Just, accept that they’re a tool, not a solution in and of themselves.
Also, you can’t learn chip design from AI tools. Sorry, but the quantity of training material is too low for them to be useful as a direct teaching tool. AI tools are great at web tech precisely because there is a vast corpus of production-quality (and worse) code for them to learn from, available openly. For all the reasons already mentioned, this is not true in hardware. This doesn’t mean AI tools are useless in hardware, it just means they’re currently (at the time of writing) much more severely limited.
So, what is the best use of AI tools in my opinion? Asking questions, particularly when encountering “how do I do X” or “what does this error message even mean” or “why won’t X do Y” situations. Hardware tooling is abysmal. The entire chip design industry knows this. If you’re trying to learn today, Google and Stack Overflow are of limited (and declining) help, and vendor documentation is often so poor it can actually get in the way sometimes of achieving your goals. This is where AI shines. This is where AI can take your fuzzy understanding of an issue or intention, ingest unintelligible error messages, and piece it all together with the stuff it’s been trained on (which includes supposedly-NDA’d EDA vendor’s tool documentation!) to get you to an answer.

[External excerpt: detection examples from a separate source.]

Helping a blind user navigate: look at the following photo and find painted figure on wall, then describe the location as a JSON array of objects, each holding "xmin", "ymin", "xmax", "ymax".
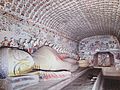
[{"xmin": 2, "ymin": 37, "xmax": 9, "ymax": 47}]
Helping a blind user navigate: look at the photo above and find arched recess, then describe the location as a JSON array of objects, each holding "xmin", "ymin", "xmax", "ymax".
[{"xmin": 94, "ymin": 52, "xmax": 114, "ymax": 67}]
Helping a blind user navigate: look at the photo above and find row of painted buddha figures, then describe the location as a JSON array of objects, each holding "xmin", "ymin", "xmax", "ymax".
[{"xmin": 0, "ymin": 37, "xmax": 71, "ymax": 54}]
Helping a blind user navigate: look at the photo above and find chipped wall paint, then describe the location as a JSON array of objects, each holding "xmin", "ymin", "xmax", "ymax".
[
  {"xmin": 0, "ymin": 12, "xmax": 77, "ymax": 58},
  {"xmin": 79, "ymin": 35, "xmax": 120, "ymax": 65}
]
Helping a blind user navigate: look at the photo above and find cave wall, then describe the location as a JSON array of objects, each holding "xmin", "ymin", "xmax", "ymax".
[
  {"xmin": 0, "ymin": 11, "xmax": 77, "ymax": 58},
  {"xmin": 79, "ymin": 35, "xmax": 120, "ymax": 65}
]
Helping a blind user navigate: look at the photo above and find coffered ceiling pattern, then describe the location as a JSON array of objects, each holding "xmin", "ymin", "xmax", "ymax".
[{"xmin": 3, "ymin": 0, "xmax": 120, "ymax": 40}]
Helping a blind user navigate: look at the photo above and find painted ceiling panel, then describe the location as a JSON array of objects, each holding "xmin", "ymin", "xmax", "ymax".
[{"xmin": 1, "ymin": 0, "xmax": 120, "ymax": 40}]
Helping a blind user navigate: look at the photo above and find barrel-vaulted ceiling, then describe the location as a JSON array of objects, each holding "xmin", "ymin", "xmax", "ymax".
[{"xmin": 0, "ymin": 0, "xmax": 120, "ymax": 40}]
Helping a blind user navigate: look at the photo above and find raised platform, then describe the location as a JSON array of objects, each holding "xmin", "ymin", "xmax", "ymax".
[{"xmin": 102, "ymin": 67, "xmax": 120, "ymax": 77}]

If you ask AI today to write Verilog or SystemVerilog, the results are highly variable. Sometimes you’ll get good stuff. Often you’ll get graduate-level code that might work on FPGA but won’t be good enough to take you to silicon. And often enough to be an issue: you’ll get complete garbage. Still, AI can be useful, particularly for (shivers) TCL code.
If you’re trying to learn, don’t get the AI to write everything for you. You won’t have learnt hardware design, you’ll have learnt “instructing someone/something else to do hardware design”, which isn’t the premise of this entire blog post and discussion.
The original SemiEngineering article spent most of its time talking about AI (rather than answering the question posed in its title). Frankly, I think the ideas presented contain a mix of real possibility and outright fantasy. It would take a whole extra article to pick them apart, which is why I largely ignored the article in my comments on HN.
Anyway, in my view, AI today isn’t ready for full-fat use by engineers entering chip design for the first time (which is the category of people I’m addressing in this blog post). It’s ready to be “an assist” for answering questions that Google has decided they don’t want to be good at answering anymore.
Is it worth it?
This is a very subjective question. My HN comments contain some data and some of my thoughts on whether moving from software engineering into chip design worth is worthwhile, from perspectives of compensation, enjoyment, etc. Maybe at some point I’ll write a follow-up post on this topic if someone asks again.
My parting thought is this: It’s worth it if you enjoy it. This isn’t a career move you make just for compensation or ego.